What is truth? And why does it matter?

I was a liar for the first 21 years of my life. At the age of 22 (I don’t count my first year, when I wasn’t talking yet) I ran so hard into the massive shit-pile of these lies that it knocked me flat and if I was going to survive, I had to learn another way of being. It took a while to feel and appreciate the lifting of that intolerable weight, to adjust to being free from that rat in the belly, having to weave the next lie to sustain the last one. So it affects me deeply to realize that we have become a country where, for millions of people, truth is an unknown quantity, and admiration is lavished on the most extravagant liars.

I think that what confounds and disturbs me most deeply is that they seem to have fun doing it. While I detest the idea, the game of “owning the libs” looks like any other game, it’s fun to win, and I can hate that but understand the kick. It’s the more elemental and profound lying that makes my gut hurt.

I didn’t have fun lying. When I was a toddler, I didn’t know anything about “lying.” I just did and said whatever I thought would keep me safe. I learned very early what would get approval and what would provoke flame-thrower rage, and I was smart.

I also had a psyche that was primed to interpret anything as criticism, denigration, even if that might not have been the intent.

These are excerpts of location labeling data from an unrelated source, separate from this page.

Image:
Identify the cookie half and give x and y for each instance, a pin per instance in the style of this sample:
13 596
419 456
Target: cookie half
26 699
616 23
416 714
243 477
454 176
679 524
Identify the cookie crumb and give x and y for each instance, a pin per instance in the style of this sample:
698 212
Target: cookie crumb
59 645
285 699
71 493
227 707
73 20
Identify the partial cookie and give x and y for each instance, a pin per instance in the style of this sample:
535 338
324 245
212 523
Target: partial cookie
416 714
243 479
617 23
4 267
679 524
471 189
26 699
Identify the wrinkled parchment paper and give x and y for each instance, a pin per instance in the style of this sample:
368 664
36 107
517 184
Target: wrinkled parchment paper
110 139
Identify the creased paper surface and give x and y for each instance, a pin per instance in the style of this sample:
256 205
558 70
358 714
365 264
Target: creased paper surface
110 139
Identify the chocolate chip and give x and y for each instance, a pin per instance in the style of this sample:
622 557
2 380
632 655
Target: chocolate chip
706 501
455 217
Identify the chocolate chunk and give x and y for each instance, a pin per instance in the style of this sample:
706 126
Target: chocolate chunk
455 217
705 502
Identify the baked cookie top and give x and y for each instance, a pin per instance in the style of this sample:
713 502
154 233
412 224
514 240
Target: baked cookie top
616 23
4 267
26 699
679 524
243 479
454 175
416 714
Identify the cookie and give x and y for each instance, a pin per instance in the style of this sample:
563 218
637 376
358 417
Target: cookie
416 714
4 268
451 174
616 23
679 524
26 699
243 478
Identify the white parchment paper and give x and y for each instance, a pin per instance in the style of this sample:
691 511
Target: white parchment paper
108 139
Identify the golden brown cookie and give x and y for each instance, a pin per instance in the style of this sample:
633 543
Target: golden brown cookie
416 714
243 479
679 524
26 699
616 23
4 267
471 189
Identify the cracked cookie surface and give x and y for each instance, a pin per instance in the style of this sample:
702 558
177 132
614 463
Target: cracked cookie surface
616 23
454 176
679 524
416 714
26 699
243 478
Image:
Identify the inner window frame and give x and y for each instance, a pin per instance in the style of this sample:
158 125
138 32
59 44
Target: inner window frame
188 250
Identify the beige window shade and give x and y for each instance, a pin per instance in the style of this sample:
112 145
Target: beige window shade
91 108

Those things were acid on thin skin, and I did whatever I could to bury them, shove them deep, and avoid running into them again. I dodged and weaved and lied and somehow always came up humiliated, but I kept trying. I lied for survival.

These folk are having what looks like a wonderful time doing this. They’re not lying for survival, they’re lying for power and they’re looking at the applause meter. I hate to say it, but they’re performers.

And I’m a performer. I stand on stage and embody someone who is not me but who lives through me and speaks to the audience. The character works through me to reveal truth, and I hope that those who see it can feel it resonate in their own beings. In the decade that I performed the child-abuse play Dessie, I heard from many who felt that resonance and reclaimed their own lives. That’s not lying.

Performers who seek to create a self-serving world that aggrandizes their own power are another thing, and it is far more seductive than I had thought possible. A cult attracts those who have a sad diminished center, those who need a strong assertive figure to be their leader-figure, to go boldly forth and tell them how to follow. We need to find ways to empower people, to make them comfortable in their own true skins. There is so much built into our own nation’s structure that prepetrates abuse; we need to see it and reject it and counter it.

The hurting people need community. We need to make it happen.